Euphorbiaceae (the spurge family), which consists of around 300 genera and 7500 species, is native to both the temperate and tropical climate zones. Euphorbia griffithii is a metre-high herbaceous perennial that hails from the eastern Himalayas to the mountains of Myanmar (Burma) and western China. It ignites into bloom in early summer. The cultivar 'Fireglow', which is more deeply coloured than the species, welcomes visitors at the entrance to UBC Botanical Garden with a series of chromatic juxtapositions simultaneously subtle and strong: on its floral bracts, rich reds mix with searing yellows and oranges as if on the palette of an Old Master, while the dark burgundy of the stem and the green of the waxy leaves lend further contrast and contribute to the intensity of the blazing blooms above. This intensity culminates in the fall, when the floral apparatus turns brick red.

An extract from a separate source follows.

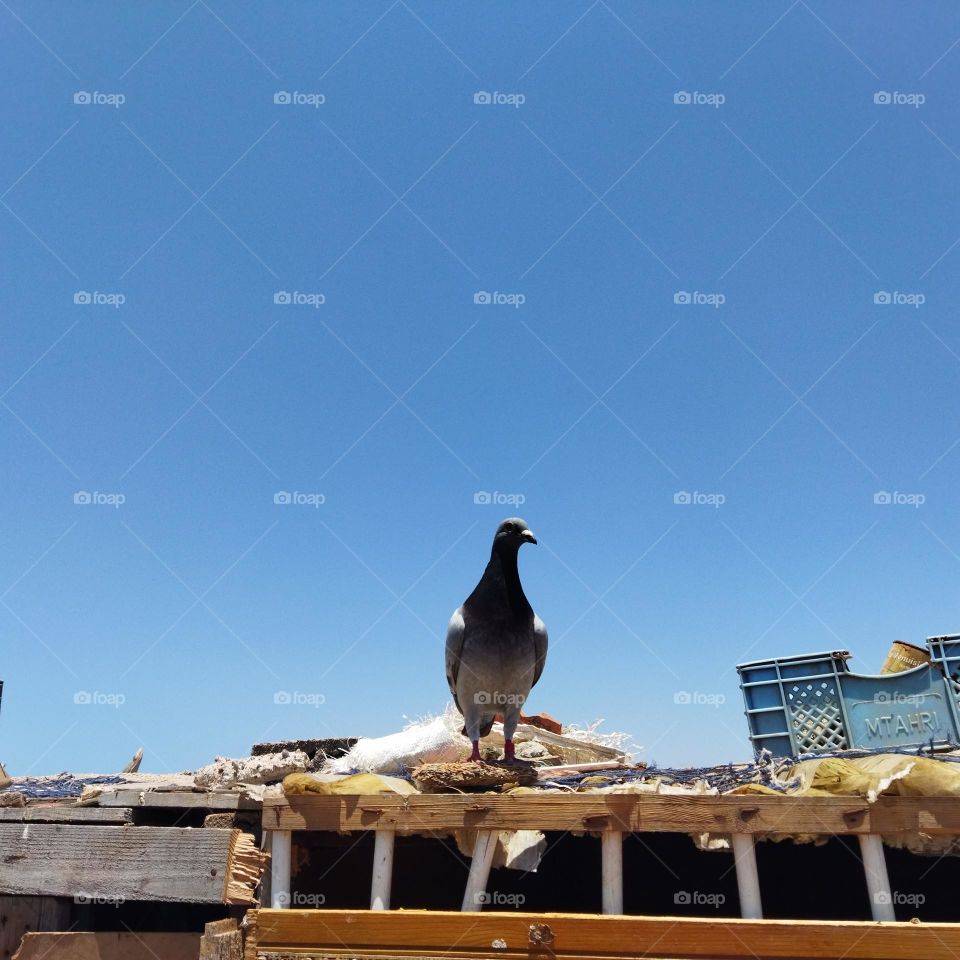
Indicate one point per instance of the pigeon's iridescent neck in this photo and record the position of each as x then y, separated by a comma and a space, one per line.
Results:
500, 585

The vividness of the bloom, which to some suggests a measure of resilience and assertion, is indeed matched by the vigour with which 'Fireglow' confronts its surroundings. The species is robust enough to withstand both hostile pollutants and the vast spectrum of weather conditions associated with Zones 4 through 9; E. griffithii tends toward the invasive, however, at least in garden situations. Paraphrasing renowned gardener and garden writer Christopher Lloyd, the species is aggressive, and its sustained struggles when matched with a similarly dominant species leave the gardener only to referee. In addition to these somewhat bellicose tendencies, 'Fireglow' has another menacing trick up its sleeve. While the plant's capacity to repel the onslaughts of deer and other animals is undoubtedly a benefit in the garden, gardeners beware, for the milky sap that fills the stems of this beautiful spurge is toxic.

For those wishing to explore the plants of the Himalayas, Laboritoire d'Ecologie Alpine has a searchable database, Flora Himalayan Database, which provides links to other Himalayan flora resources (Original French).